William Makepeace Thackeray was a British novelist, author, and artist who lived from 18 July 1811 to 24 December 1863. His 1848 novel Vanity Fair, a comprehensive depiction of British society, and his 1844 novel The Luck of Barry Lyndon, which Stanley Kubrick made into a 1975 movie, are two of his best-known satirical works.

Vanity Fair's Becky Sharp and The Luck of Barry Lyndon and Catherine's title characters are only a couple examples of the roguish upstarts Thackeray's early satirical and parodic works that showed a subtly growing affection for them. He inclined toward savagery in his early writings, which were published under the pseudonyms Charles James Yellowplush, Michael Angelo Titmarsh, and George Savage Fitz-Boodle. He attacked high society, military prowess, the institution of marriage, and hypocrisy.

Timbuctoo (1829), one of his early works, includes a parody on the theme chosen for the Cambridge Chancellor's Medal for English Verse.  (Tennyson won the competition with a poem of the same name, "Timbuctoo") The sarcastic sketches that Thackeray wrote that are now often referred to as the Fraser's Magazine published The Yellowplush Papers in the beginning of 1837. 2009 saw an adaptation of these for BBC Radio 4, with Adam Buxton as Charles Yellowplush.

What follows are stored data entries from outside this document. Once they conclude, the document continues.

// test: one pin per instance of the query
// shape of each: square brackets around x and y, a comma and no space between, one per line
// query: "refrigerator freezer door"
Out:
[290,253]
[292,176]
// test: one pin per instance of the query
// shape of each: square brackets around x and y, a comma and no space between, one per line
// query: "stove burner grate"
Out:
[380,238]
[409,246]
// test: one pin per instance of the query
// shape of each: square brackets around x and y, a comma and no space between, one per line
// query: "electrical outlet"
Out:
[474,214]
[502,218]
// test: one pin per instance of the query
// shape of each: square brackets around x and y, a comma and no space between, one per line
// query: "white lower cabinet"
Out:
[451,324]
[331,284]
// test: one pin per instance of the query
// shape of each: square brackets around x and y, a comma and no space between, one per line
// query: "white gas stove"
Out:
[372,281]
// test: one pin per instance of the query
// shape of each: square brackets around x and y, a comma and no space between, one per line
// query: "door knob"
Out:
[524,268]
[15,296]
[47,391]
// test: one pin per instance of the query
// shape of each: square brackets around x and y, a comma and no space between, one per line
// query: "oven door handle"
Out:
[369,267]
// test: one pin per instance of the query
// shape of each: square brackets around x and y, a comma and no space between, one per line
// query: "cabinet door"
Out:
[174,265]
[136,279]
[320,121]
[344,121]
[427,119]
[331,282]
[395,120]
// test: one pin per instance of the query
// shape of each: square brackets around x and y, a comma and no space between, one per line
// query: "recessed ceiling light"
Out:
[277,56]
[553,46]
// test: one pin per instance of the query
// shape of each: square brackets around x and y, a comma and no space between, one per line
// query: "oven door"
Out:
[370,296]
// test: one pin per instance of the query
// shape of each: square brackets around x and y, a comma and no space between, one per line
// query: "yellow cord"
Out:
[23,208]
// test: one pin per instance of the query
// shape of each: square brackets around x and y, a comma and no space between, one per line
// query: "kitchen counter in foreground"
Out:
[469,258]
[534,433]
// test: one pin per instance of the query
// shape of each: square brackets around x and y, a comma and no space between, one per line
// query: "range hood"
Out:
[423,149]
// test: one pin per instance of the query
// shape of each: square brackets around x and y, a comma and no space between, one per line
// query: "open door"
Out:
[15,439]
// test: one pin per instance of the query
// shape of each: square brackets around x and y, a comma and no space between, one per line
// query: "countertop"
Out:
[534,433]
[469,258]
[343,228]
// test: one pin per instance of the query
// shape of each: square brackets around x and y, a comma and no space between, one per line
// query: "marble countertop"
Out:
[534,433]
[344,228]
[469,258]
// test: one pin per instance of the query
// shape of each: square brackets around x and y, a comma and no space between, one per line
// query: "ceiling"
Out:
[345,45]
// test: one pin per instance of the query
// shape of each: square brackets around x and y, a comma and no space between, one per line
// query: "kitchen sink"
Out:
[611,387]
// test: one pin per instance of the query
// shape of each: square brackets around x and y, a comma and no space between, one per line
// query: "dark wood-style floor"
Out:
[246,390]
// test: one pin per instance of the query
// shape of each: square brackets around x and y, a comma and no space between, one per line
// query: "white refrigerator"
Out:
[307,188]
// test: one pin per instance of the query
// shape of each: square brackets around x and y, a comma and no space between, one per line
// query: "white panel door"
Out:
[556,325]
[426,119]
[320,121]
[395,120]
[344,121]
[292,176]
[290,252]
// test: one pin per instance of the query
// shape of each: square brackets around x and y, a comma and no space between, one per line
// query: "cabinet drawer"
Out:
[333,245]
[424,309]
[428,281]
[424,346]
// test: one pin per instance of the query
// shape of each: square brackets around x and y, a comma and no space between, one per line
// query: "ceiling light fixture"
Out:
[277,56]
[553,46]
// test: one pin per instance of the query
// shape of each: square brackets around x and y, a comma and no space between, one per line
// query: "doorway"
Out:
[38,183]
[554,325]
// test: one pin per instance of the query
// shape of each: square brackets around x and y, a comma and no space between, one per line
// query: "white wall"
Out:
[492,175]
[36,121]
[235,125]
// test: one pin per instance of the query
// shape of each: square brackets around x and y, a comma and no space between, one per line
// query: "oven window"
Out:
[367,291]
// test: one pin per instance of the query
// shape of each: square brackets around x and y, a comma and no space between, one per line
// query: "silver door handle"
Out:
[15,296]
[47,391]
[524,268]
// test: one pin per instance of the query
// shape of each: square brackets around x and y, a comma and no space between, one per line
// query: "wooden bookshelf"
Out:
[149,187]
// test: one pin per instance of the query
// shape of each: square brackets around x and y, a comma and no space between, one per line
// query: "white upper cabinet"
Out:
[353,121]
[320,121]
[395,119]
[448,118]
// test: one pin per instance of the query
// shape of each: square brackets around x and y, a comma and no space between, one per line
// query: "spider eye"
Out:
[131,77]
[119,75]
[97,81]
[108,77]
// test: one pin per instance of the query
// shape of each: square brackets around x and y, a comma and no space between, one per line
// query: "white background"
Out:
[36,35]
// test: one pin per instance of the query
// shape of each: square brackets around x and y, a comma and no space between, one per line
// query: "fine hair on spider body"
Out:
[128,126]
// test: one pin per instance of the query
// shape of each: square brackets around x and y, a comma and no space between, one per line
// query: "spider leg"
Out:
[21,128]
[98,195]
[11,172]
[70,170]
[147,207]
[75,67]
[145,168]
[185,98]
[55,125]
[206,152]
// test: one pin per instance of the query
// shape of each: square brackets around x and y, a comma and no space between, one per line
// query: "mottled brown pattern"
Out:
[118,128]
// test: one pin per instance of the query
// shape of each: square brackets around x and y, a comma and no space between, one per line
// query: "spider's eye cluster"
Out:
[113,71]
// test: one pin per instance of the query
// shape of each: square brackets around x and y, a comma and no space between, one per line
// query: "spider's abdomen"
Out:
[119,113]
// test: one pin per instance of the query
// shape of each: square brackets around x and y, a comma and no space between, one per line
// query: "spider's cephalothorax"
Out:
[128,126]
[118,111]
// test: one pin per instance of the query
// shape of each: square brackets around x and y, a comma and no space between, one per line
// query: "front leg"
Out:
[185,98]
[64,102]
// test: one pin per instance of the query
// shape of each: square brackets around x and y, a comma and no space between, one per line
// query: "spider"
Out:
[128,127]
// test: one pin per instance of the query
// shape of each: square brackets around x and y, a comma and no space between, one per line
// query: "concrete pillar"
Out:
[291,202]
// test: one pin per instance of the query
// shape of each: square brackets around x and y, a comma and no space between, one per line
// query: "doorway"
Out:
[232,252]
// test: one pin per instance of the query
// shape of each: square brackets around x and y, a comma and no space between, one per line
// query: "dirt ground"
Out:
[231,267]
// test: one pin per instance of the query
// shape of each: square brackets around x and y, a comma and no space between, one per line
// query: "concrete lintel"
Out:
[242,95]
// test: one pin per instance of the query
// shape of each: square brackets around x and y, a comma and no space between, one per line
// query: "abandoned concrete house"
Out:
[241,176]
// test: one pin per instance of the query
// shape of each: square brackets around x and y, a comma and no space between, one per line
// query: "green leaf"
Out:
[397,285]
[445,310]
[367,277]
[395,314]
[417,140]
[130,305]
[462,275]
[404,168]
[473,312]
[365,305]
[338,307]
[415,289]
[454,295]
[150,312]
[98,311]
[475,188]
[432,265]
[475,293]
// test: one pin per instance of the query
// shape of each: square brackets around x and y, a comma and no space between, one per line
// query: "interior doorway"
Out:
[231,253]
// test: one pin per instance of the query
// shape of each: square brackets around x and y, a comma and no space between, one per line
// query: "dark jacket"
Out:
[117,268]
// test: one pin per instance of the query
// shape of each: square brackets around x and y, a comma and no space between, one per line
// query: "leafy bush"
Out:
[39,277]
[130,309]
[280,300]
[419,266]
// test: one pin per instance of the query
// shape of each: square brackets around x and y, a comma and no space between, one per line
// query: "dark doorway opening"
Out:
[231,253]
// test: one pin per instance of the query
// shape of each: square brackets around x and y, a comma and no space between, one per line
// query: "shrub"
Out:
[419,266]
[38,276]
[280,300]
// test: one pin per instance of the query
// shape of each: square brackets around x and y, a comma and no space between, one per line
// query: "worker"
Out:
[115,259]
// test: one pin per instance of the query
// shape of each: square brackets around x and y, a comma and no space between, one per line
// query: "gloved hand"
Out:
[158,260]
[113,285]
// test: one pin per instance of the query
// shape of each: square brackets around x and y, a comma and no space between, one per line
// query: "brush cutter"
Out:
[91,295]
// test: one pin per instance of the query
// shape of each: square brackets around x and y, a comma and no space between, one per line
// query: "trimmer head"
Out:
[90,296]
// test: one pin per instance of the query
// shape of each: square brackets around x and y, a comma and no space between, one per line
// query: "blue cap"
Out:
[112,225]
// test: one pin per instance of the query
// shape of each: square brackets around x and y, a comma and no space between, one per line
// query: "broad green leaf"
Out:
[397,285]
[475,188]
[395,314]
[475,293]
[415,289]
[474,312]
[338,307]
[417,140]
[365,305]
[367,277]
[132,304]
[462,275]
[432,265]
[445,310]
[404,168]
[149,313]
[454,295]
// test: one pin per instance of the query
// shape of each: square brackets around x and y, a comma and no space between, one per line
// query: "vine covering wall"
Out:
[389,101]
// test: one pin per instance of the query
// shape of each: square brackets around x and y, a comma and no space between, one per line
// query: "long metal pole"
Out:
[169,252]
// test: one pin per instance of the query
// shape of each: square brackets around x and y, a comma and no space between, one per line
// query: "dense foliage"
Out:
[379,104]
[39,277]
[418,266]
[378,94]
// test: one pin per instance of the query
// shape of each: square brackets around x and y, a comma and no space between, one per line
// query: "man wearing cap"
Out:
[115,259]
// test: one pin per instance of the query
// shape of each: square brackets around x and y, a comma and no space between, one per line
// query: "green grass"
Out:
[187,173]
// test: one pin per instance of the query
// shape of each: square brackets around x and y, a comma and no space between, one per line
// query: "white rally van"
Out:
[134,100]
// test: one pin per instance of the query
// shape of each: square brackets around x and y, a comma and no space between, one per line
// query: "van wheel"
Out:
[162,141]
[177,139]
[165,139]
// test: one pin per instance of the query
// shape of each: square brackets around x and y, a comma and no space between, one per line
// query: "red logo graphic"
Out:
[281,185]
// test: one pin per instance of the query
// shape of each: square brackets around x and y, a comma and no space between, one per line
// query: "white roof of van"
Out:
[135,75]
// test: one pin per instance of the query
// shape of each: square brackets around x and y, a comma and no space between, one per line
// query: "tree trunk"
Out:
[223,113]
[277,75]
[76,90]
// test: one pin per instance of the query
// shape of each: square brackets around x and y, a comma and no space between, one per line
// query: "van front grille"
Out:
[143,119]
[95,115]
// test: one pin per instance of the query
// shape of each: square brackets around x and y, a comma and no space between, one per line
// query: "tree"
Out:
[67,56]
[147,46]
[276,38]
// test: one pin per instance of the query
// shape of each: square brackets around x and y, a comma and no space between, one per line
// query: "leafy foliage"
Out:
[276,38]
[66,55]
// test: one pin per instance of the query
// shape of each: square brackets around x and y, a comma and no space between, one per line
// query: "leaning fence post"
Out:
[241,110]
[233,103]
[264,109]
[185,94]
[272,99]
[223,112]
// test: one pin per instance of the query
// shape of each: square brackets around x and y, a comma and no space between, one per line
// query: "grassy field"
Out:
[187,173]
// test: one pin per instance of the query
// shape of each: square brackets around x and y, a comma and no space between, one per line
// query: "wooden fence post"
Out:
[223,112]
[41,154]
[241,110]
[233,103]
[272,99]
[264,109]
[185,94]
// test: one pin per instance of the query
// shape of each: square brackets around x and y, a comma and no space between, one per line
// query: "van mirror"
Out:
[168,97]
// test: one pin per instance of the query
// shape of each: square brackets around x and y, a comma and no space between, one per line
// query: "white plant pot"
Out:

He is regarded by many as the finest author of the Victorian era and is credited with creating some of the most well-known fictional characters in history.  During his lifetime, his writings attained an unusual level of popularity, and by the 20th century, critics and academics had acknowledged his literary brilliance. Today, many people read his books of short tales and novels.